MCP is still early, but it's the first serious attempt at a universal standard for AI-to-tool communication. For businesses investing in AI, building on MCP is a bet on interoperability — and historically, interoperability standards win.
Frequently Asked Questions
What is MCP in simple terms?
MCP (Model Context Protocol) is a universal standard for connecting AI models to tools and data sources. It works like USB for AI — instead of building a custom connection between each AI model and each tool, MCP provides one standard protocol that lets any compatible AI model work with any compatible tool automatically.
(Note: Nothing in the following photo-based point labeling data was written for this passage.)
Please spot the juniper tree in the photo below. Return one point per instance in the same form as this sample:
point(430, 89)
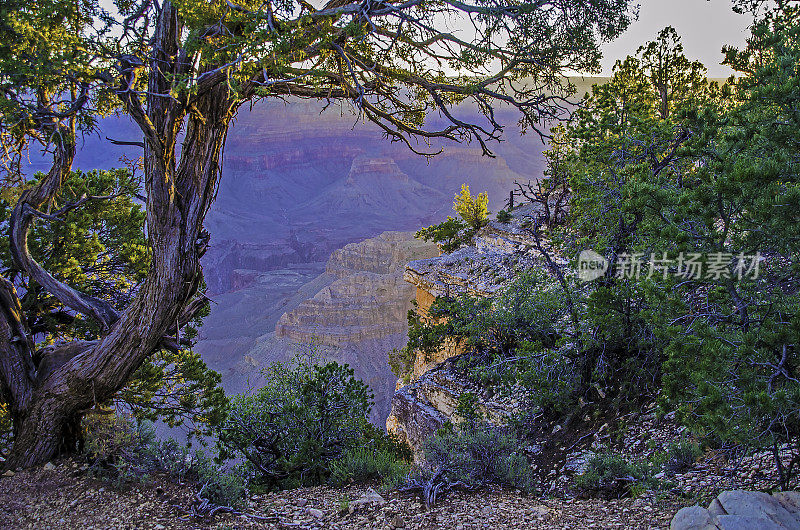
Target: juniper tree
point(181, 70)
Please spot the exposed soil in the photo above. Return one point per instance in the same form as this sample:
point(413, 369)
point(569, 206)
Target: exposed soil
point(64, 497)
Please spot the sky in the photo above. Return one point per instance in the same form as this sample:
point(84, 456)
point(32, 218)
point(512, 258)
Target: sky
point(704, 25)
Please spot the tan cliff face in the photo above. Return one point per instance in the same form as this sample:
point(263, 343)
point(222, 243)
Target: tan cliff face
point(500, 253)
point(369, 298)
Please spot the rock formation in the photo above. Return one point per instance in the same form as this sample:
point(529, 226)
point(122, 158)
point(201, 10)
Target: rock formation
point(369, 300)
point(743, 509)
point(356, 308)
point(501, 252)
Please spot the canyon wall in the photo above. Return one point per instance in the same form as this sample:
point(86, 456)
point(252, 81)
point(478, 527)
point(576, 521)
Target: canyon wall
point(428, 396)
point(355, 311)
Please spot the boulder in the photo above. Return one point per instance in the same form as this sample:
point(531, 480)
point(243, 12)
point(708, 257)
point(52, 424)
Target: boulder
point(742, 510)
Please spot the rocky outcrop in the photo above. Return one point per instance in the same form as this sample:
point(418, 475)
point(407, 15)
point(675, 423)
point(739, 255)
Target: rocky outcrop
point(743, 509)
point(421, 408)
point(500, 253)
point(368, 300)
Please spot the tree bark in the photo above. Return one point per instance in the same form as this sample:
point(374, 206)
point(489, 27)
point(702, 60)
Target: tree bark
point(178, 198)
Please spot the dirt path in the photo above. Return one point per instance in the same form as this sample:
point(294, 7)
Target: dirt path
point(63, 497)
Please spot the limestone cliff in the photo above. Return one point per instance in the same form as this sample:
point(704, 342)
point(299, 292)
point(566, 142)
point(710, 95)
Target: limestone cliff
point(500, 253)
point(369, 298)
point(356, 307)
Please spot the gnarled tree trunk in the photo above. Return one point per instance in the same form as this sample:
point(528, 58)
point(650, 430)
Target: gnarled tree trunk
point(46, 405)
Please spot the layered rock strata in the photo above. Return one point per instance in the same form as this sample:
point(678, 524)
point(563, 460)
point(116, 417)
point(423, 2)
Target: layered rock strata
point(501, 252)
point(369, 298)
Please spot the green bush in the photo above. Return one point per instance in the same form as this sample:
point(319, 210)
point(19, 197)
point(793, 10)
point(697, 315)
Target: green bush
point(122, 452)
point(219, 486)
point(306, 417)
point(504, 216)
point(476, 454)
point(473, 210)
point(366, 463)
point(450, 235)
point(612, 475)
Who created MCP and is it open source?
MCP was created by Anthropic (the company behind Claude) and is fully open source. Despite being created by one company, it has been adopted by competitors including OpenAI and Google, which signals it is becoming a genuine industry standard rather than a proprietary solution.
Does MCP work with ChatGPT and other AI models?
Yes. As of early 2026, MCP is supported by Claude (Anthropic), ChatGPT (OpenAI), Gemini (Google), and numerous AI-powered development tools. This broad adoption means MCP integrations you build today will work across multiple AI providers.
How does MCP help with AI vendor lock-in?
Without MCP, switching AI models means rebuilding every integration. With MCP, your tool integrations are model-agnostic — they work with any MCP-compatible AI client. This means you can switch from Claude to GPT to Gemini without rebuilding your integration layer, protecting your investment as models evolve.
Do I need MCP for my business AI projects?
If you are building custom AI solutions or AI agent workflows that interact with multiple business tools, building on MCP from the start is strongly recommended. If you are using off-the-shelf AI tools, look for MCP support as a feature — it indicates future-proofing and better interoperability. For simple use cases, MCP is not required but is good insurance against future needs.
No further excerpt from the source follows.